所有这一切都在端纳的心中打了一个问号,中国到底出了什么问题?五年前他的朋友沃森对他说,中国有一股神秘的力量,但需要人去唤醒。这股力量究竟在哪里?
历史上,端纳投身于中国政治,信念和动机很简单:帮助中国人摆脱被奴役的可怜命运,让中国成为东方的一只醒狮。他将希望寄托在当时被认为是走在时代前列的一个个中国的政治人物身上。他希望通过这些政治人物。将自己了解的西方民主,推及到中国。然而,他最后是深深地失望了。他拯救中国的宏图和构想没有在他所倚重的政治家的身上得以实现。他的美好愿望像泡沫一个接一个地粉碎。
但现在,端纳还没有这种经历和失落,他同情着中国民主主义者。赞赏着中国的革命者,把中国的希望寄托在这些人身上。
而就端纳在当时中国的作用,可以从三个方面来概括,即对中国解释西方的声音;对西方传达中国的声音;以个人建议的形式,用西方民主思想去直接影响中国的政治家,通过中国的政治家对时政的干预或重大举措来影响中国社会。

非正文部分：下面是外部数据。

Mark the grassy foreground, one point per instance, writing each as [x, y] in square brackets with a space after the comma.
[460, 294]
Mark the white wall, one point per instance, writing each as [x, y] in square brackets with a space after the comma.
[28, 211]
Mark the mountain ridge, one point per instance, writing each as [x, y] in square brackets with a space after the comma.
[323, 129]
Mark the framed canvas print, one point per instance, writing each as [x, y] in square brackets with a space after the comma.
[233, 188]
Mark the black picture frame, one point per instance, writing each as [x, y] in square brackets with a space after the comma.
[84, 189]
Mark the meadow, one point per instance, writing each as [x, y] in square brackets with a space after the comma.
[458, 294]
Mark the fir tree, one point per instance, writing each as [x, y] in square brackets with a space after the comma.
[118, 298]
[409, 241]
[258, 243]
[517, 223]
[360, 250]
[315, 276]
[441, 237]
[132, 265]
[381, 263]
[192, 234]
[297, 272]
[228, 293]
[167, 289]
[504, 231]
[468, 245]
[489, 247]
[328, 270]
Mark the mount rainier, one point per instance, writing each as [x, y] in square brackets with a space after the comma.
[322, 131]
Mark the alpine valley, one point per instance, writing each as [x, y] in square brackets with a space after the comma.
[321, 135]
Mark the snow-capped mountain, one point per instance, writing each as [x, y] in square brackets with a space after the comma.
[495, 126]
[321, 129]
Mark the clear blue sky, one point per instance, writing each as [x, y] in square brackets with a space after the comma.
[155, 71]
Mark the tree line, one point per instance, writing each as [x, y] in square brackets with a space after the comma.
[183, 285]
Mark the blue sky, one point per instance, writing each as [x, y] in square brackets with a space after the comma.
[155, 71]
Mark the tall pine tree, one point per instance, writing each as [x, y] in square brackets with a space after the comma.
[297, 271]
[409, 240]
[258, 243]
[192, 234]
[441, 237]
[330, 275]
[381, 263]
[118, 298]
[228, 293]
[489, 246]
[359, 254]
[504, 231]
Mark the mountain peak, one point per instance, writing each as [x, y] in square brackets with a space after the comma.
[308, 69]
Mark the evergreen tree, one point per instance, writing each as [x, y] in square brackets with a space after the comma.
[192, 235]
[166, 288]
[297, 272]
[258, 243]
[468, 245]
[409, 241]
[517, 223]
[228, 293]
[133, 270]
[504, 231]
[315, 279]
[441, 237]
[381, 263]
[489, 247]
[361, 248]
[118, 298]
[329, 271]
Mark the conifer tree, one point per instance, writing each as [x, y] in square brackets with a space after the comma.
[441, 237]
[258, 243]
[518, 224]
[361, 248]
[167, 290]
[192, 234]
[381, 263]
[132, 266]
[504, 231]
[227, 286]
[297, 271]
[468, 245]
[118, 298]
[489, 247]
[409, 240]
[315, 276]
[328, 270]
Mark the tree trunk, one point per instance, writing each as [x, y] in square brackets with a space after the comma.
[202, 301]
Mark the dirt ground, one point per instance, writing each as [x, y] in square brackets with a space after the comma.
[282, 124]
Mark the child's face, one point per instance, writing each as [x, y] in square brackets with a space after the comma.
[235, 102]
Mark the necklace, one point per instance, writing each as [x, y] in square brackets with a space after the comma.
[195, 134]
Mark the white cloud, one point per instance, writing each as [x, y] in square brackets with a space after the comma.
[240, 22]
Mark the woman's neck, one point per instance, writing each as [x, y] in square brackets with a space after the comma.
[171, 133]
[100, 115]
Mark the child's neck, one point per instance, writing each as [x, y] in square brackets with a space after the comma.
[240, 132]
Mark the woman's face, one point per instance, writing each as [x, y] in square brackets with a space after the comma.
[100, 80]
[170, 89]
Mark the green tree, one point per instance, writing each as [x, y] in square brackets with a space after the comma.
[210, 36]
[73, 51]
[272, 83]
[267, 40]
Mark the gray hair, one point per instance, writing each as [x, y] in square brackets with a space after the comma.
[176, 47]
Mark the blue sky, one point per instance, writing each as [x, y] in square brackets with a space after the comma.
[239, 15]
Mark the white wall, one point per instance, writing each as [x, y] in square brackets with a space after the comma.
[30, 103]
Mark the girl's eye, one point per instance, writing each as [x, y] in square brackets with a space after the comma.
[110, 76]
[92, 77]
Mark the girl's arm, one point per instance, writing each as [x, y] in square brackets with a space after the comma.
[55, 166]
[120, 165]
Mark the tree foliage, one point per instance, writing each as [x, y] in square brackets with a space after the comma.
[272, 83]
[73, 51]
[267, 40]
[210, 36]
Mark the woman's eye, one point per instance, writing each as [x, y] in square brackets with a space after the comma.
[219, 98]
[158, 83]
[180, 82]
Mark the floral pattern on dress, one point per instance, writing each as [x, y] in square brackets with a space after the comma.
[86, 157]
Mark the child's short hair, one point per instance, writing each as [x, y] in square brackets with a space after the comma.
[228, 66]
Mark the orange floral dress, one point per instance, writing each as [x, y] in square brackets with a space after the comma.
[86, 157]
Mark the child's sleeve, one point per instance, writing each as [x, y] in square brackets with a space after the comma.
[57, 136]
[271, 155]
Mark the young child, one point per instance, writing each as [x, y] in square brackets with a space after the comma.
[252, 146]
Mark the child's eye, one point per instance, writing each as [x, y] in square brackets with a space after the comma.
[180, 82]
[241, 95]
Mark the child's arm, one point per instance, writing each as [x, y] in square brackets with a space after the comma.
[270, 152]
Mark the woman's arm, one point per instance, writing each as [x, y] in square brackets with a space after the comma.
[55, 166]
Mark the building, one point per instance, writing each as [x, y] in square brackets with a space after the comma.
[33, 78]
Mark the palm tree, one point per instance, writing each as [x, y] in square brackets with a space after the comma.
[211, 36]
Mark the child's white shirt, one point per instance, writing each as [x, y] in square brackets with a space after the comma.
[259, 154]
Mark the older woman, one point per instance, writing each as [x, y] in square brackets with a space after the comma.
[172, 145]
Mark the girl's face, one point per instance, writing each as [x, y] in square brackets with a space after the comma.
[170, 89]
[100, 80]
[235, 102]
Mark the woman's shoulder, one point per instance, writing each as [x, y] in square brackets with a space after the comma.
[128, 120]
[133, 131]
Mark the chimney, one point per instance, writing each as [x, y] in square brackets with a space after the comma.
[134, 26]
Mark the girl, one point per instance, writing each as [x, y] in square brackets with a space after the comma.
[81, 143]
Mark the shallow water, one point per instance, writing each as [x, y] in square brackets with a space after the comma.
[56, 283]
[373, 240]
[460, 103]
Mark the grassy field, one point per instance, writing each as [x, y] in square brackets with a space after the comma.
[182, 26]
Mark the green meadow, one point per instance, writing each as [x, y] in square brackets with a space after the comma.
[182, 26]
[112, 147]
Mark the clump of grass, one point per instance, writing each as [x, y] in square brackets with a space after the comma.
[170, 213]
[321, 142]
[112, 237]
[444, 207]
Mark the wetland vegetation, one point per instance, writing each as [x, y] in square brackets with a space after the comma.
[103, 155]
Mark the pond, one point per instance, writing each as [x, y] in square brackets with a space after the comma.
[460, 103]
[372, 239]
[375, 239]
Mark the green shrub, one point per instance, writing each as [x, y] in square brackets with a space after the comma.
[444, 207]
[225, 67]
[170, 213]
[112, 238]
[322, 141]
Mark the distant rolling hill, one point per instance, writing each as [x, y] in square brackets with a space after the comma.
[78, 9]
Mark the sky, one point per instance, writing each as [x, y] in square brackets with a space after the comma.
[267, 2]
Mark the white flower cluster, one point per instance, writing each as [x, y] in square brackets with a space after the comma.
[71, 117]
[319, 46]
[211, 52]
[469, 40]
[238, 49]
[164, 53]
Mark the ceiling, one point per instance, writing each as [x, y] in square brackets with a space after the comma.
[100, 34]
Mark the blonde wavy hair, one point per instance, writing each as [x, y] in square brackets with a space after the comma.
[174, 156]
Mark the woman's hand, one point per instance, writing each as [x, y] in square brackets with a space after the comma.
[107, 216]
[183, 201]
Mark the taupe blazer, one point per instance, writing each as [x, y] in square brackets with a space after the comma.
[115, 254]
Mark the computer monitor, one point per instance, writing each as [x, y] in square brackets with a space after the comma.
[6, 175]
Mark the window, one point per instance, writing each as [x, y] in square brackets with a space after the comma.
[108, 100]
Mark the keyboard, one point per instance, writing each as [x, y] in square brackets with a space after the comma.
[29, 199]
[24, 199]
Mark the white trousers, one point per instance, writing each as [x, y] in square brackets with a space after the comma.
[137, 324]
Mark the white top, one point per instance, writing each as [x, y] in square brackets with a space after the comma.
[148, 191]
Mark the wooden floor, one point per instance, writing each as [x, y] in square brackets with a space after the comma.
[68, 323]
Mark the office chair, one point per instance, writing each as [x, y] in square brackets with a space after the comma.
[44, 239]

虽然端纳很希望早日拯救中国,但陈文强的大话却让他很有顾虑,觉得对宪政的推进和实施,陈文强是过于乐观了。
“陈先生,宪政固然可以简而化之。但实施起来却是一个极为复杂的过程。便说英国,从大宪章到真正的宪政,可是经历了一个漫长的历史发展。而从目前中国国民的受教育程度、民主习惯和意识等方面来看,要实现宪政,似乎并不象你说的那样容易。”